I know this is going to be necessary, but I'm selfish enough to hope it happens after I get old and die. I really don't want to have to live through the violent revolution it will take for that to actually get done.

[–] AllonzeeLV@lemmy.world 5 points 9 months ago* (last edited 9 months ago)

A least you're more honest than the relatively small class of benefactors of this corrupted economy who don't even acknowledge that, being supported by skilled laborers at every level of profit and life, but truly self-deluding themselves and others into believing they earned and should have society/politics/media warping levels of wealth. Reward good ideas and harder work yes, but within reason.

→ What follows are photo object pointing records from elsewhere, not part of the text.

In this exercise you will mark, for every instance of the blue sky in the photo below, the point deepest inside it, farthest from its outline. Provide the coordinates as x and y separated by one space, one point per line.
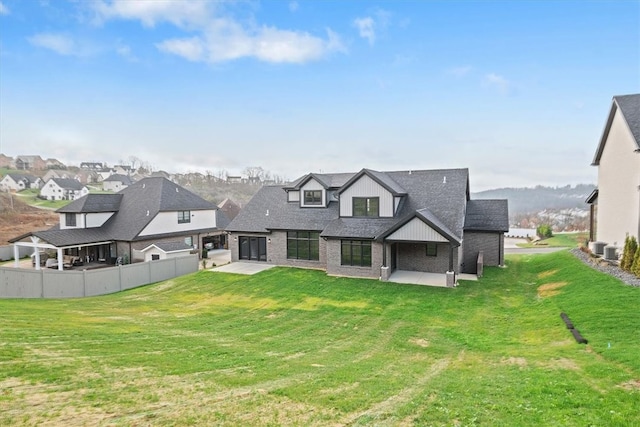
518 92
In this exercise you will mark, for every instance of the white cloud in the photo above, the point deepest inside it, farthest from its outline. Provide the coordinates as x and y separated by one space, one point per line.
217 38
460 71
59 43
191 48
183 13
498 81
366 28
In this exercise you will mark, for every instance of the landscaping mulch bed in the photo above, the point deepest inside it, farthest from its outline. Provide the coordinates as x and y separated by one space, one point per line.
613 270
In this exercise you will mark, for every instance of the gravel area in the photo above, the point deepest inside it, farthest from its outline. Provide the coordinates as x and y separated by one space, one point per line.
628 278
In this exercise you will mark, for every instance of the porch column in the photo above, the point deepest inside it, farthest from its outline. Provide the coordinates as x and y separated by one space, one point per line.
16 256
60 260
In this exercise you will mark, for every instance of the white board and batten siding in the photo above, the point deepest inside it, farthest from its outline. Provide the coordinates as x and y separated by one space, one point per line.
167 222
417 230
367 187
618 184
294 196
313 185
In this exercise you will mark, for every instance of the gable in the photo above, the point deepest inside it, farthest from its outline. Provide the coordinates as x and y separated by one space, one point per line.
417 230
623 123
365 186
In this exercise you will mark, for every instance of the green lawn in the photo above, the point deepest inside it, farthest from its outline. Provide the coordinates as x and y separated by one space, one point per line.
564 240
295 347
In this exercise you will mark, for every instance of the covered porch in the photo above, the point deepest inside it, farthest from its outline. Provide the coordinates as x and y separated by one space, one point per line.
66 256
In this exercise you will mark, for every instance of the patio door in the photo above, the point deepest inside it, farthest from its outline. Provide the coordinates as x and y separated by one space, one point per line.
253 248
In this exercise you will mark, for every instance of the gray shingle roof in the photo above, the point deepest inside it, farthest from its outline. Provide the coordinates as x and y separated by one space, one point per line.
93 203
629 106
138 205
487 215
437 196
171 246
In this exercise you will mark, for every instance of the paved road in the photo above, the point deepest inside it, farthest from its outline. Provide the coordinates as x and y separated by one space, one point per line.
510 247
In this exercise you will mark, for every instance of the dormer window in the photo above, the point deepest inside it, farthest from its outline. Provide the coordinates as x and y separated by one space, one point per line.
312 197
184 217
366 206
70 219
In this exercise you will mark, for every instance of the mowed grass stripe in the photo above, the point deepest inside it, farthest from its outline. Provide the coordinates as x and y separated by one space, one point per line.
295 347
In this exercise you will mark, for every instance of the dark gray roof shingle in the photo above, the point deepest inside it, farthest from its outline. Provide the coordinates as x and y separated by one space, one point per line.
93 203
487 215
629 106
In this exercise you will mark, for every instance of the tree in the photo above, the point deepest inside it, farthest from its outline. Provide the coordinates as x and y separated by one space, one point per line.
628 255
544 230
635 268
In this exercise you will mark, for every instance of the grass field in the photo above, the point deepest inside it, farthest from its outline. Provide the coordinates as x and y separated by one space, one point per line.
295 347
563 240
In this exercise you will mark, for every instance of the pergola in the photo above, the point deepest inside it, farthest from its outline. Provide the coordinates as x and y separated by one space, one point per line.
36 243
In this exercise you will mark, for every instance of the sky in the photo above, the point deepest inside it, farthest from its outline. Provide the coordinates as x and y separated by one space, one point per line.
518 92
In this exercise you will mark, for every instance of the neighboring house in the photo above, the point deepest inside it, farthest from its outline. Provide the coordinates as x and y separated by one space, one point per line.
30 163
230 208
116 182
123 169
615 204
63 189
19 182
6 161
54 164
370 223
91 166
54 173
104 227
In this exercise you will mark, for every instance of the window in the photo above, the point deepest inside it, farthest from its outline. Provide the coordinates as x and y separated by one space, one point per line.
366 206
432 249
303 245
70 219
356 252
184 217
253 248
313 197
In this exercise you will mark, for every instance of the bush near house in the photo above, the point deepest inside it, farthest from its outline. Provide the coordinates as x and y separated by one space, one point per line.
628 255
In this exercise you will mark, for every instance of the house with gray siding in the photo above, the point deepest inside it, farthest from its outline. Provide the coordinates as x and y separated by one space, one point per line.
615 204
371 223
153 213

Are we a civilization or not? I want us to be.

[–] IrateAnteater@sh.itjust.works -5 points 9 months ago (1 children)

That's a function of power, not money. Even if you magically made the concept of money disappear, there will still be people who find a way to gather power over other people.

[–] Hegar@kbin.social 11 points 9 months ago (1 children)

But money is much easier to amass in larger amounts for all time than say cacao beans. A perfect world is not possible, but a better world is very possible.